La pédagogie, c’est le chemin … tous les chemins sont bons pour peu qu’ils conduisent aux objectifs pédagogiques. Et c’est là où le snack content peut nourrir le slow content et inversement. Le snack content par un travail d’interpellation, capte l’attention de l’apprenant pour donner de la valeur au slow content. C’est la pédagogie de l’avènement, mettre en tension l’apprenant, en désir, pour donner plus d’intensité à un événement formatif. Organiser des événements apprenant synchrone ou asynchrone où il se passe quelque chose. C’est le FOMO, Fear Of Missing Out, la peur de rater quelque chose. C’est une écriture nouvelle qui propose des contenus affectivement marqués, ce qui permet d’accroître l’acquisition des connaissances et compétences, le design dans la pédagogie. 

Le slow learning peut être un bon laboratoire pédagogique, il permet de recycler les contenus avec un reels ou une story pour reprendre les points essentiels. Favorisant ainsi la mémorisation, une image permet de mémoriser en moyenne 5 fois plus qu’un texte, mais aussi permet de favoriser l’interactivité des apprenants. La marche est moins haute que celle d’un content hyperstructuré qui impressionne. Tous ces événements formatifs sont capitalisables. Augmentant encore le recyclage des contenus. La somme des contenus peut faire l’objet d’un SPOC ou d’une Master class permettant d’organiser des parcours pédagogiques individualisés. De nouvelles opportunités pédagogiques peuvent voir le jour sans surcoûts majeurs. 

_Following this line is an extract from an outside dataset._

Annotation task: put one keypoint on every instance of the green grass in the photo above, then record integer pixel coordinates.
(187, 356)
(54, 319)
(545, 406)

La complémentarité des supports est un outil de transmission qui augmente son domaine des possibles. Une vidéo, ou un podcast, peut automatiquement et gratuitement (mais avec relecture) proposer une transcription, un mixte vidéo/audio et texte. C’est le travail de pédagogie qui évolue : passer d’une pédagogie multicanale à une pédagogie trans-canale, un canal qui appelle l’autre. Le fléchage doit tenir compte de l’ergonomie de l’apprenant, faciliter les apprentissages. C’est un travail d’écoute des usages pour s’ajuster et proposer des formations agiles. Par exemple, pour construire de l’interactivité, un sondage peut être une belle ouverture en synchrone ou asynchrone, mais si on veut aller plus loin dans le LGC (Learner Generated Content) écrire avec ses pouces peut poser des problèmes à certains, on peut proposer d’enregistrer les questions audios sur leur smartphone, et le taux d’engagement permet un suivi. L’engagement se construit de pair avec le recyclage des contenus (FAQ par exemple) qui enrichissent le slow content. C’est le travail de l’organisation pédagogique. 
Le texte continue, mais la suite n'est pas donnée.